Protein Secondary Structure Prediction (PSSP) is regarded as a challenging task in bioinformatics, and numerous approaches to achieve a more accurate prediction have been proposed. Accurate PSSP can be instrumental in inferring protein tertiary structure and their functions. Machine Learning and in particular Deep Learning approaches show promising results for the PSSP problem. In this paper, we deploy a Convolutional Neural Network (CNN) trained with the Subsampled Hessian Newton (SHN) method (a Hessian Free Optimisation variant), with a two- dimensional input representation of embeddings extracted from a language model pretrained with protein sequences.
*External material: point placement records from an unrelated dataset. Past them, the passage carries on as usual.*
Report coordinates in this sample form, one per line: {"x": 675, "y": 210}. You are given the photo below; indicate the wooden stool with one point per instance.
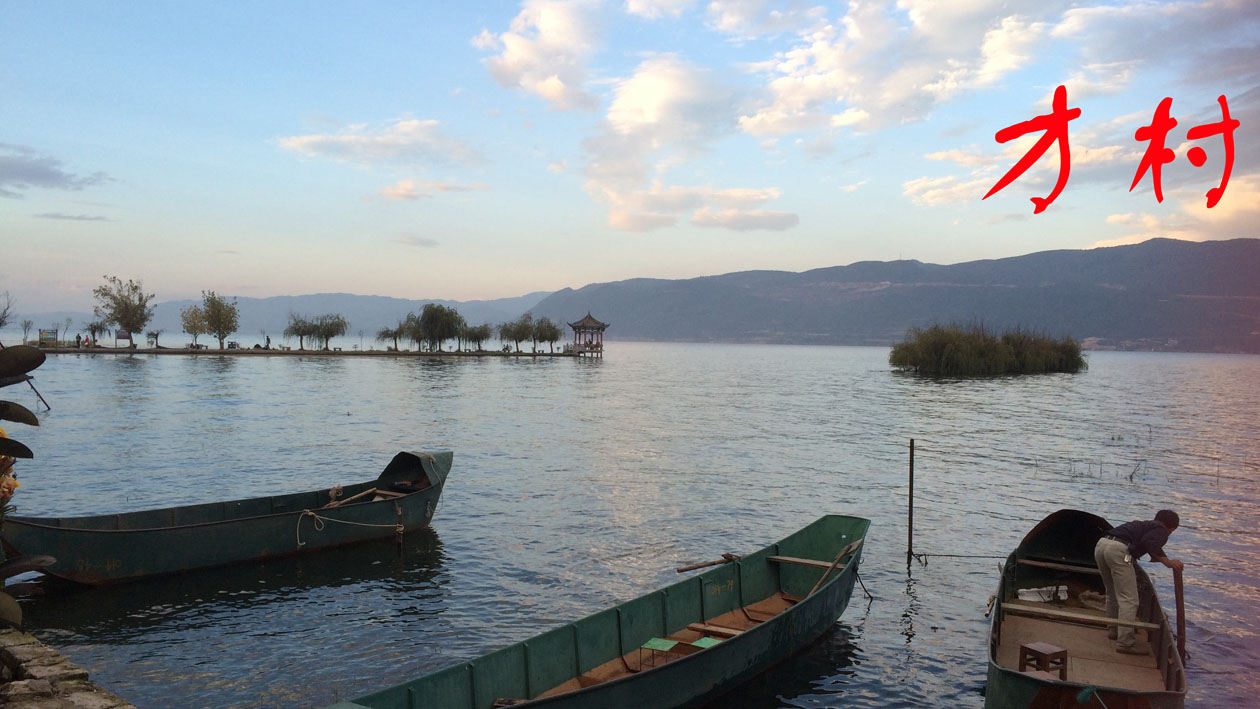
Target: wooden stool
{"x": 1045, "y": 657}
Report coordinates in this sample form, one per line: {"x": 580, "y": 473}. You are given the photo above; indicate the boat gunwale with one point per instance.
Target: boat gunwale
{"x": 812, "y": 598}
{"x": 805, "y": 602}
{"x": 1164, "y": 625}
{"x": 29, "y": 521}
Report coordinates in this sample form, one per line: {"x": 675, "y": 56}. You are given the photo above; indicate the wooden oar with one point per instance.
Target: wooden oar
{"x": 725, "y": 559}
{"x": 350, "y": 499}
{"x": 1181, "y": 615}
{"x": 10, "y": 447}
{"x": 843, "y": 553}
{"x": 20, "y": 359}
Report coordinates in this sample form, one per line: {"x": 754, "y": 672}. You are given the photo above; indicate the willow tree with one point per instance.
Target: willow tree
{"x": 221, "y": 316}
{"x": 301, "y": 328}
{"x": 193, "y": 319}
{"x": 479, "y": 334}
{"x": 330, "y": 325}
{"x": 440, "y": 324}
{"x": 124, "y": 305}
{"x": 547, "y": 331}
{"x": 395, "y": 333}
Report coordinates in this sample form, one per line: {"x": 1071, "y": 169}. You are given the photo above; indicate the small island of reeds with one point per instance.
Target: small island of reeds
{"x": 958, "y": 350}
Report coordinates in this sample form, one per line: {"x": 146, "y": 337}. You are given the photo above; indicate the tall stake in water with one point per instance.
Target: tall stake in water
{"x": 910, "y": 525}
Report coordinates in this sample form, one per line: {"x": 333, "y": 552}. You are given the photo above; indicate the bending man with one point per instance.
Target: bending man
{"x": 1115, "y": 553}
Utilising a CNN trained with the SHN method and the input embeddings, we achieved on average a 79.96% per residue (Q3) accuracy on the CB513 dataset and 81.45% Q3 accuracy on the PISCES dataset (without any post-processing techniques applied). The application of ensembles and filtering techniques to the results of the CNN improved the overall prediction performance. The Q3 accuracy on the CB513 increased to 93.65% and for the PISCES dataset to 87.13%. Moreover, our method was evaluated using the CASP13 dataset where we showed that as the post-processing window size increased, the prediction performance increased as well. In fact, with the biggest post-processing window size (limited by the smallest CASP13 protein), we achieved a Q3 accuracy of 98.12% and a Segment Overlap (SOV) score of 96.98 on the CASP13 dataset when the CNNs were trained with the PISCES dataset. Finally, we showed that input representations from embeddings can perform equally well as representations extracted from multiple sequence alignments.
蛋白质二级结构预测(PSSP)在生物信息学中被视为一项具有挑战性的任务,并且已经提出了许多方法来实现更准确的预测。准确的PSSP有助于推断蛋白质的三级结构及其功能。机器学习,尤其是深度学习方法,在PSSP问题上显示出了有前景的结果。在本文中,我们部署了一个使用子采样海森牛顿(SHN)方法(海森自由优化变体)训练的卷积神经网络(CNN),其输入为从用蛋白质序列预训练的语言模型中提取的嵌入的二维表示。利用用SHN方法训练的CNN和输入嵌入,我们在CB513数据集上平均每个残基的准确率(Q3)达到了79.96%,在双鱼座数据集上Q3准确率达到了81.45%(未应用任何后处理技术)。将集成和过滤技术应用于CNN的结果提高了整体预测性能。CB513数据集上的Q3准确率提高到了93.65%,双鱼座数据集上提高到了87.13%。此外,我们的方法使用CASP13数据集进行了评估,结果表明随着后处理窗口大小的增加,预测性能也随之提高。事实上,在使用双鱼座数据集训练CNN时,对于最大的后处理窗口大小(受最小的CASP13蛋白质限制),我们在CASP13数据集上实现了98.12%的Q3准确率和96.98%的片段重叠(SOV)分数。最后,我们表明来自嵌入的输入表示与从多序列比对中提取的表示表现相当。